Hi there. I didn't see a Stop Sign so I'll chime in. Keep in mind I am the BS of a LTA. But this is the Wayward Forum so I'm not allowed to swing a 2x4. So please keep reading.
I'm the survivor of a total 4.5 year LTA (3 before I knew and 1.5 they went underground). My DDay 1 was in 2017. I've BTDT so to speak.
For the first 4-6 months after DDay I barely knew my name. I was on autopilot. I knew I needed help but was resentful of having to get it. I was trying to hold down a job, household, unruly out of control teen (who discovered and informed of the LTA) and now this. It was a few more months before I went to an IC - and again was resentful of having to do so. I was too raw for anything to sink in. Years later I went to IC again and found it a huge help. The lens of time is a beautiful thing in many ways.
In the beginning shortly after DDay 1, WH would say things like he didn't see it helping, and if I wasn't better he should really just leave - and was questioning our relationship all together. I lost it there. And told him if he wanted out - there was the door. But don't be a coward and turn it on me. I also said he had [then] 3 years to F things up and I've [at the time] barely 3 months to process the unthinkable. Trust me - it wasn't spoken that clear and had quite a few expletives. But there it was all laid out. Stay or go - but don't turn it on me.
There was a lot of fits and starts - there was a lot of HB [hysterical bonding]. Good days and bad. Good moments that could turn on a dime and then back again. There was a roller coaster of emotion I never want to ride again.
I know you are new here as well. I'll be gentle here. But I hear a lot of "I" in your post/responses. I hear little of your BH and when I do, I get frustration that he's "not over it" yet and what he's "not doing to help himself". Gently - this is the equivalent of you stabbing him full of holes and getting mad at him for bleeding.
He needs time. Lots of it. He needs patience and understanding. He needs openness, honesty and transparency. And right now he doesn't know how to sort any of that out let alone put it in words. If you were to ask him - all he'd probably be able to aciculate is "I need this not to have happened"
I will also gently say - withholding any information is not protecting him from anything. It is further hurting him - he just hasn't felt the cut yet. But withholding information is making things worse. He needs the truth, the whole truth and nothing but the truth. You can't heal a wound properly if you don't know what caused it. It will hurt and probably hurt worse than knowing it all up front. But truth comes out and must be dealt with. Even the unpleasant truth. No one deserves to live a lie. I will also gently say - he is probably aware that there is more to the story. And knows something is missing. He may not be able to put it in words [at least civil ones right now]. But deep down, he knows. OR at least suspects.

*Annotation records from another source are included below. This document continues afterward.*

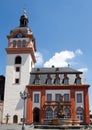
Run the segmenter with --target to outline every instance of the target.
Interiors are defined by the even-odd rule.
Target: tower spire
[[[20,27],[28,27],[28,17],[26,14],[26,8],[24,8],[23,15],[20,17]]]

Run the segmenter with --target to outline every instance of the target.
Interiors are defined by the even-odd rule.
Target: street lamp
[[[23,118],[22,118],[22,130],[25,130],[25,100],[28,98],[28,93],[24,90],[24,92],[20,92],[20,97],[24,101],[24,109],[23,109]]]

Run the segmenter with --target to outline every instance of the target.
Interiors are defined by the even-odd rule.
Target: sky
[[[64,67],[83,72],[92,113],[92,0],[2,0],[0,2],[0,75],[6,71],[7,35],[26,8],[36,39],[35,67]]]

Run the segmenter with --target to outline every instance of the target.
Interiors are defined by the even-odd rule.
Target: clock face
[[[17,35],[17,38],[22,38],[22,34],[19,33],[19,34]]]

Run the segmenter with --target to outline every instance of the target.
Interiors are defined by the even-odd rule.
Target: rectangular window
[[[51,101],[52,100],[52,94],[47,94],[47,101]]]
[[[39,94],[34,94],[34,103],[39,103]]]
[[[15,79],[15,83],[16,83],[16,84],[19,84],[19,79]]]
[[[64,101],[69,101],[69,94],[64,94]]]
[[[77,103],[82,103],[82,94],[77,93]]]
[[[16,72],[20,72],[20,67],[16,67]]]
[[[60,101],[60,94],[56,94],[56,95],[55,95],[55,100],[56,100],[56,101]]]

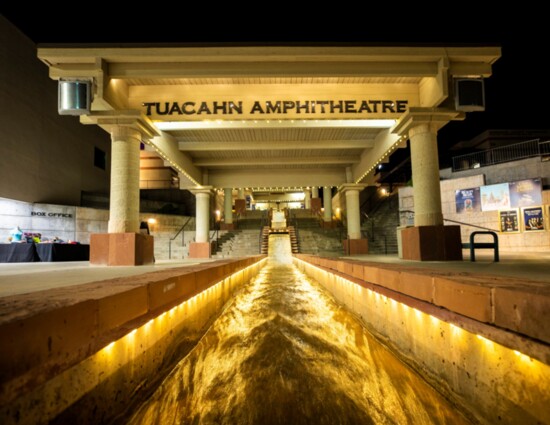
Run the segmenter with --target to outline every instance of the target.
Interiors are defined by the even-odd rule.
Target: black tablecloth
[[[36,245],[40,261],[89,261],[90,245],[40,243]]]
[[[88,261],[90,245],[59,243],[0,244],[0,263]]]
[[[0,263],[32,263],[40,261],[33,243],[0,244]]]

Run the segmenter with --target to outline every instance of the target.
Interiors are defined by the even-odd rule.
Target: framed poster
[[[534,207],[542,204],[542,180],[528,179],[510,182],[510,206]]]
[[[457,214],[480,212],[481,195],[479,187],[455,190],[455,205]]]
[[[542,207],[523,208],[523,229],[526,232],[542,232],[544,227],[544,210]]]
[[[510,208],[508,183],[481,186],[481,211],[497,211]]]
[[[519,232],[518,209],[501,210],[498,212],[500,231],[502,233]]]

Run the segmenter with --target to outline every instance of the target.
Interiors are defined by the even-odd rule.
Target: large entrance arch
[[[490,76],[498,48],[60,46],[38,56],[53,79],[92,82],[81,121],[112,135],[109,234],[92,238],[92,261],[152,259],[152,241],[136,233],[140,143],[200,199],[194,252],[202,256],[208,198],[232,188],[311,196],[310,188],[337,187],[349,246],[360,250],[359,192],[408,139],[416,214],[404,257],[461,258],[459,232],[443,226],[437,131],[465,116],[453,80]],[[120,252],[128,247],[135,255]]]

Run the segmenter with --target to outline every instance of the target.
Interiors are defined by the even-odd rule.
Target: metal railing
[[[534,139],[500,148],[455,156],[453,157],[453,171],[487,167],[537,156],[540,156],[542,160],[550,159],[550,141],[541,142],[540,139]]]
[[[189,223],[189,221],[191,221],[193,217],[189,217],[187,219],[187,221],[183,224],[183,226],[180,227],[180,229],[178,230],[178,232],[170,238],[170,240],[168,241],[168,259],[171,260],[172,259],[172,241],[174,241],[178,236],[179,234],[181,233],[181,246],[184,246],[185,245],[185,226],[187,226],[187,224]]]

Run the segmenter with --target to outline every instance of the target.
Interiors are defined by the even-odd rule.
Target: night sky
[[[440,131],[440,144],[451,146],[486,129],[550,128],[544,64],[550,52],[550,30],[543,11],[499,6],[480,12],[475,2],[445,3],[440,10],[411,5],[407,10],[386,3],[384,7],[366,4],[365,11],[354,10],[357,3],[332,2],[330,8],[300,3],[308,9],[305,13],[294,9],[298,3],[259,2],[255,9],[240,3],[171,7],[158,2],[143,13],[132,9],[120,14],[93,12],[101,9],[94,2],[83,11],[32,6],[2,13],[34,42],[46,44],[497,45],[502,47],[502,57],[486,80],[486,111],[469,113],[465,121],[447,125]]]

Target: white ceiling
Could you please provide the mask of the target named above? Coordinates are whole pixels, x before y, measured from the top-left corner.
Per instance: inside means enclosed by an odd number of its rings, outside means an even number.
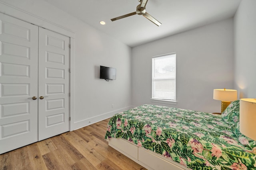
[[[44,0],[131,47],[232,17],[241,1],[148,0],[146,11],[162,23],[158,27],[138,15],[110,20],[135,12],[138,0]]]

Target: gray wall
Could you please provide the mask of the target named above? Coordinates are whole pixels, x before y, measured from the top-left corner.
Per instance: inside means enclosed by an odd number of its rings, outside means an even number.
[[[214,88],[233,88],[233,22],[230,18],[132,48],[132,105],[220,111]],[[176,53],[176,105],[152,102],[151,58]]]
[[[234,17],[234,86],[239,98],[256,98],[256,0],[242,0]]]

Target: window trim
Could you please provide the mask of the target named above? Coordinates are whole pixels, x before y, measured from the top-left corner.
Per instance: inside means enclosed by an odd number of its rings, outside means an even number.
[[[155,103],[163,103],[164,104],[172,104],[172,105],[177,105],[178,103],[178,102],[177,101],[177,88],[176,88],[176,84],[177,84],[177,78],[176,78],[176,73],[175,73],[175,100],[165,100],[165,99],[154,99],[152,98],[152,59],[154,58],[157,58],[161,57],[164,57],[167,55],[175,55],[175,68],[176,68],[177,65],[177,59],[176,59],[176,53],[175,52],[169,53],[161,55],[159,55],[157,56],[155,56],[152,57],[151,58],[151,98],[150,98],[150,101],[152,102]]]

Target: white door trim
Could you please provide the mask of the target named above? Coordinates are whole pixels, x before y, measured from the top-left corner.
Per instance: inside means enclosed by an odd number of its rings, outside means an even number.
[[[40,27],[44,27],[50,31],[63,34],[70,38],[70,131],[75,129],[74,127],[74,38],[76,33],[70,29],[53,23],[46,19],[35,16],[32,14],[18,9],[0,1],[0,12],[16,18],[32,23]]]

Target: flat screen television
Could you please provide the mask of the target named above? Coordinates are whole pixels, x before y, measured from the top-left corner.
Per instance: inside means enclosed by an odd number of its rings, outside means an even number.
[[[100,78],[109,80],[116,80],[116,68],[100,66]]]

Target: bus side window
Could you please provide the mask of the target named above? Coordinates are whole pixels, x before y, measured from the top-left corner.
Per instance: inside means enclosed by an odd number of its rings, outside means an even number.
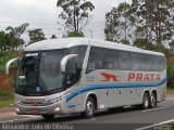
[[[86,73],[95,69],[102,69],[103,50],[101,48],[91,47]]]
[[[117,69],[117,51],[104,49],[103,69]]]
[[[119,69],[130,70],[130,53],[126,51],[119,51]]]

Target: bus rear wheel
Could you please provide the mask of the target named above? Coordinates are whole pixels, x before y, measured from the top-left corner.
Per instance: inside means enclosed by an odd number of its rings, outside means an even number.
[[[95,100],[89,96],[87,99],[87,102],[86,102],[86,108],[85,108],[85,117],[86,118],[92,118],[95,116],[95,107],[96,104],[95,104]]]
[[[157,95],[154,92],[152,92],[150,96],[150,108],[154,108],[156,106],[157,106]]]
[[[46,120],[53,119],[54,115],[42,115]]]
[[[149,105],[150,105],[150,100],[149,100],[149,94],[147,92],[144,93],[144,98],[142,98],[142,104],[141,104],[141,107],[144,109],[147,109],[149,108]]]

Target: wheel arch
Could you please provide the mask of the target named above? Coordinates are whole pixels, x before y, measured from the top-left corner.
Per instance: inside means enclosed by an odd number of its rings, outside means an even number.
[[[95,108],[98,109],[98,99],[97,99],[96,92],[88,92],[84,99],[85,102],[83,103],[83,112],[85,112],[86,102],[89,96],[91,96],[95,100],[95,104],[96,104]]]

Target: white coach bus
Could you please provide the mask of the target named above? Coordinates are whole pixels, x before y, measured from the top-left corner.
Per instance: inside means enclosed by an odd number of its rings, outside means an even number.
[[[15,106],[20,115],[83,113],[126,105],[156,107],[165,100],[166,67],[162,53],[115,42],[64,38],[33,43],[18,61]]]

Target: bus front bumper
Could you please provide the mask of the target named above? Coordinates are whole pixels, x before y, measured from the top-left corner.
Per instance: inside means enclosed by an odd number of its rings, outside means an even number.
[[[35,105],[35,104],[34,104]],[[63,115],[67,114],[65,102],[59,102],[46,106],[26,106],[15,103],[15,110],[18,115]]]

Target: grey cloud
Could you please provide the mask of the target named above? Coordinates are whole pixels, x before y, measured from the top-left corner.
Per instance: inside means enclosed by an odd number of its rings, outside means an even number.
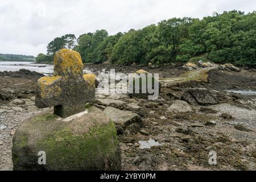
[[[253,0],[1,0],[0,52],[36,55],[66,34],[106,29],[114,34],[175,16],[202,18],[255,7]]]

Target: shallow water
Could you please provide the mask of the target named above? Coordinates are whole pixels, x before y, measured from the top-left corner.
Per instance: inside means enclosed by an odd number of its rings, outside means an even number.
[[[242,96],[256,96],[256,91],[252,90],[227,90],[226,91],[239,93]]]
[[[0,72],[17,71],[26,69],[44,75],[53,72],[53,65],[44,64],[35,64],[34,62],[0,61]]]

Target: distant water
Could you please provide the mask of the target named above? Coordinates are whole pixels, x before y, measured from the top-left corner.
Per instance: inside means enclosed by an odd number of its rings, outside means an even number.
[[[44,64],[35,64],[34,62],[0,61],[0,72],[17,71],[20,69],[26,69],[31,71],[47,75],[53,72],[53,65]]]

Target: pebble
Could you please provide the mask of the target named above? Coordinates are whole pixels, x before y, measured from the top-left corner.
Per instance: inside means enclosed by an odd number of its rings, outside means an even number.
[[[11,136],[14,135],[14,134],[15,134],[15,131],[16,131],[15,129],[11,130],[11,133],[10,133],[11,135]]]
[[[127,144],[126,144],[128,146],[131,147],[133,146],[133,144],[131,143],[128,143]]]
[[[141,130],[141,131],[139,131],[139,133],[141,133],[142,134],[145,135],[149,135],[149,133],[147,133],[147,131],[146,131],[144,130]]]
[[[11,107],[11,109],[13,109],[15,111],[19,111],[19,112],[21,112],[23,110],[23,109],[20,107]]]

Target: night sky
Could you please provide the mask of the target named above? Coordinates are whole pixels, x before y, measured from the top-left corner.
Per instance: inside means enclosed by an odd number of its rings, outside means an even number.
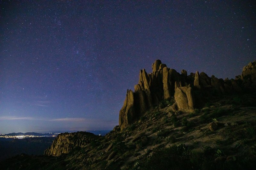
[[[256,59],[253,1],[0,1],[0,133],[112,129],[160,59],[234,78]]]

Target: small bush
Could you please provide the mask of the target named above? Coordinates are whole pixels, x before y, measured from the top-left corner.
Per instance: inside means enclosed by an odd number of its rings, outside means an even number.
[[[136,126],[134,124],[132,124],[130,126],[128,127],[128,130],[129,131],[132,131],[134,130],[135,129]]]
[[[146,119],[147,117],[145,116],[142,116],[140,117],[140,120],[141,122],[143,122],[144,120]]]
[[[170,99],[164,99],[161,101],[159,106],[161,108],[163,108],[169,105],[172,105],[174,103],[173,100],[170,100]]]
[[[158,137],[165,137],[167,136],[170,132],[170,130],[168,129],[161,130],[157,133],[157,135]]]

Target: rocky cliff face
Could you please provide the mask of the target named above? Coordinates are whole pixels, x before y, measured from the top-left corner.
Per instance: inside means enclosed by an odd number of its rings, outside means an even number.
[[[256,62],[250,63],[243,69],[241,76],[235,80],[223,80],[212,75],[210,77],[204,72],[181,74],[168,68],[159,60],[152,65],[153,71],[148,74],[145,69],[140,72],[139,83],[134,86],[134,92],[127,90],[124,105],[119,112],[119,125],[121,129],[132,124],[147,111],[152,108],[164,99],[174,97],[178,109],[190,112],[199,105],[202,100],[196,93],[207,95],[214,91],[220,95],[241,93],[246,89],[252,90],[256,87]],[[177,108],[177,107],[174,107]]]
[[[85,132],[61,133],[54,139],[51,147],[45,150],[44,155],[58,156],[68,153],[76,147],[83,148],[99,137]]]

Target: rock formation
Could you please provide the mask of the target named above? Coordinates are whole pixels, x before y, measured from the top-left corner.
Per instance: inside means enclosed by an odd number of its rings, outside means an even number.
[[[134,86],[134,92],[127,90],[119,112],[121,130],[164,99],[174,97],[175,105],[179,110],[191,112],[196,106],[195,98],[198,102],[202,101],[201,96],[195,96],[193,91],[199,91],[197,93],[204,92],[205,95],[211,93],[211,95],[221,95],[241,93],[245,89],[253,90],[256,87],[256,61],[244,67],[242,75],[236,77],[236,79],[223,80],[213,75],[209,77],[205,73],[198,71],[188,76],[184,70],[180,74],[159,60],[153,63],[152,69],[152,72],[148,74],[145,69],[140,70],[139,83]]]
[[[45,150],[44,155],[58,156],[62,153],[67,153],[75,147],[84,147],[99,137],[85,132],[61,133],[54,139],[51,147]]]

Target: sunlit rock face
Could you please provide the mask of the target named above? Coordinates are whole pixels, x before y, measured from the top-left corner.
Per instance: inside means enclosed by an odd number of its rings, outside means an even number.
[[[44,155],[58,156],[62,153],[68,153],[75,147],[85,147],[99,137],[99,136],[85,132],[61,133],[51,147],[45,150]]]
[[[202,105],[202,94],[205,97],[212,93],[239,93],[246,89],[255,89],[256,87],[255,61],[244,67],[242,75],[236,76],[236,79],[227,78],[224,80],[214,75],[210,77],[204,72],[197,71],[188,75],[187,71],[182,70],[180,74],[159,60],[152,64],[152,72],[149,74],[145,69],[141,70],[134,92],[127,90],[119,112],[121,129],[138,120],[164,99],[174,97],[179,110],[189,112]]]

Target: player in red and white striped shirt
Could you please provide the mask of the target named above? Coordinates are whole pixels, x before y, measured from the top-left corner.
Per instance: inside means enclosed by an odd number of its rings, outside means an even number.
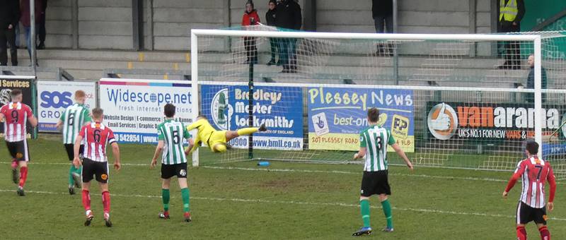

suddenlyisee said this and it resonates -
I know this is scary - but there’s only one way forward in which both of you are able to heal. Schedule a couple’ counselor. Tell him you need him to come because you’re going to tell him EVERYTHING and then do that. Everything. Be AUTHENTIC and get it all out for the first time in your life. Then tell him you want to fix it and cry your eyes out. Tell him you hope he can stay - but that you’re going to fix yourself even if he doesn’t. Tell him you understand if he hates you, but that you hope you can show him you can do better and be better. Tell him you love him and you’re sorry - but stop the bs of minimizing and deflecting and avoiding. It’s a dead-end shortcut to nowhere. You have to work through it eventually - and so does he. Face it while you’re so close to this opportunity.
You say:
I'm sorry I worded my post in a way that makes it seem as though I want an easy way out, I just want to stop wanting to die and my relationship is affecting that.
Please - know you are worth living for. I know your world and relationship are in a major upheaval but please - do not consider your demise a way out. Apologies if I am reading too much into this but I'd rather that than saying nothing.
I can say I'm 6 years from DDAy1, 4.5 years from DDays 2/3 and 2.5 years from where we had to send LTAP a cease and desist for stalking/cyberstalking/trying to duplicate our lives. I can say WH and I are in a good place. I will probably always think of is as Reconciling as opposed to Reconciled. But I can say we just celebrated 30 years together and are looking forward to our future years. I can tell you I put in a LOT of hard work I resented because my world was blown up but can also tell you I was worth it.
D or R - it isn't easy. For BS and WS alike [I've learned that on my years on SI]. The healing each must do is very hard. And involved a lot of work.
Please keep coming here and posting. You will get a lot of collective wisdom.